Intraoperative image guidance
The more commonly available and routinely used tool for intraoperative image guidance is neuronavigation (NN), which are based on preoperative imaging. NN is an excellent tool for surgical planning and identification of the lesion and the surrounding vital structures but suffers from major limitations.
The evidence supporting the use of image guidance systems in surgery remains limited. New augmented reality systems offer the possibility of enhanced operating room workflow compared with existing triplanar image displays, but recent studies have highlighted several concerns, particularly the risk of inattentional blindness and impaired depth perception.
New augmented reality platforms incorporating always-on wire mesh and on-demand inverse realism might improve surgical performance, at least in novice surgeons. All image display modalities, including existing triplanar display, carry a risk of inattentional blindness 1).
As minimally invasive surgery becomes the standard of care in neurosurgery, it is imperative that surgeons become skilled in the use of image-guided techniques. The development of image-guided neurosurgery represents a substantial improvement in the microsurgical treatment of tumors, vascular malformations, and other intracranial lesions.
Neuronavigation systems and intraoperative imaging should improve success in cranial neurosurgery. Additional functional imaging modalities such as PET, SPECT, DTI (for fiber tracking), and fMRI can now be used in order to reduce neurological deficits resulting from surgery; however the positive long-term effect remains questionable for many indications.
To date significant data amount show advantages in intraoperative accuracy influencing the perioperative morbidity and long-term outcome only for cerebral glioma surgery 2).
Despite its widespread availability and success in open cranial neurosurgery, image-guidance technology remains more limited in use in open spinal procedures, in large part because of patient registration challenges.

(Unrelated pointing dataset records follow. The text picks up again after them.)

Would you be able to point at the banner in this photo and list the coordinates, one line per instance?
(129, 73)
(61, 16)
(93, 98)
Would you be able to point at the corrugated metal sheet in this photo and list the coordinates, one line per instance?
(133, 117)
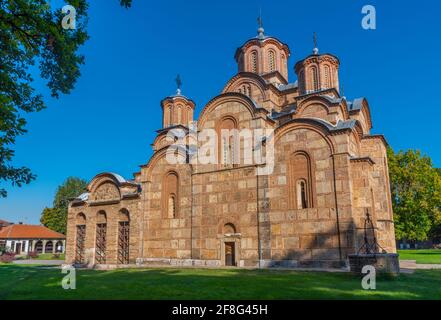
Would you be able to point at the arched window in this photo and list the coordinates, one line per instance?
(327, 75)
(80, 239)
(253, 61)
(314, 78)
(172, 206)
(229, 228)
(170, 113)
(179, 115)
(171, 195)
(301, 180)
(123, 237)
(272, 61)
(228, 142)
(302, 196)
(302, 81)
(101, 238)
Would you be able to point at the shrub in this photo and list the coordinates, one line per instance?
(32, 254)
(7, 257)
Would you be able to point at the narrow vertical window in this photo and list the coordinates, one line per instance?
(302, 81)
(302, 196)
(314, 78)
(171, 196)
(228, 142)
(253, 61)
(301, 181)
(327, 77)
(179, 116)
(101, 238)
(124, 237)
(172, 206)
(170, 115)
(271, 61)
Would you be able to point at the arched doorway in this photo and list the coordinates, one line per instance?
(49, 247)
(124, 237)
(101, 238)
(80, 239)
(59, 248)
(39, 247)
(230, 247)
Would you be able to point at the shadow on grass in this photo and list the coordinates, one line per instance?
(195, 284)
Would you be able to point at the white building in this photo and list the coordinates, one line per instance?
(21, 239)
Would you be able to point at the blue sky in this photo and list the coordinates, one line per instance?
(108, 122)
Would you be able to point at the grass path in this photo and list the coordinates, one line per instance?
(25, 282)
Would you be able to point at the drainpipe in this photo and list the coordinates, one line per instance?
(259, 245)
(336, 209)
(191, 212)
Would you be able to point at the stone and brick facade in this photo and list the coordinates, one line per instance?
(329, 170)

In a study, Ji et al. evaluated the feasibility of using intraoperative stereovision (iSV) for accurate, efficient and robust patient registration in open spinal fusion surgery. Geometrical surfaces of exposed vertebrae were first reconstructed from iSV. A classical multi-start registration was then executed between point clouds generated from iSV and preoperative CT (pCT) images of the spine. With two pairs of feature points manually identified to facilitate the registration, an average registration accuracy of 1.43 mm in terms of surface-to-surface distance error was achieved in 8 patient cases using a single iSV image pair sampling 2-3 vertebral segments. The iSV registration error was consistently smaller than the conventional landmark approach for every case (average of 2.02 mm with the same error metric). The large capture ranges (average of 23.8 mm in translation and 46.0 deg in rotation) found in the iSV patient registration suggest the technique may offer sufficient robustness for practical application in the operating room. Although some manual effort was still necessary, the manually-derived inputs for iSV registration only needed to be approximate as opposed to be precise and accurate for the manual efforts required in landmark registration. The total computational cost of the iSV registration was 1.5 min on average, significantly less than the typical ~30 min required for the landmark approach. These findings support the clinical feasibility of iSV to offer accurate, efficient and robust patient registration in open spinal surgery, and therefore, its potential to further increase the adoption of image-guidance in this surgical specialty 3).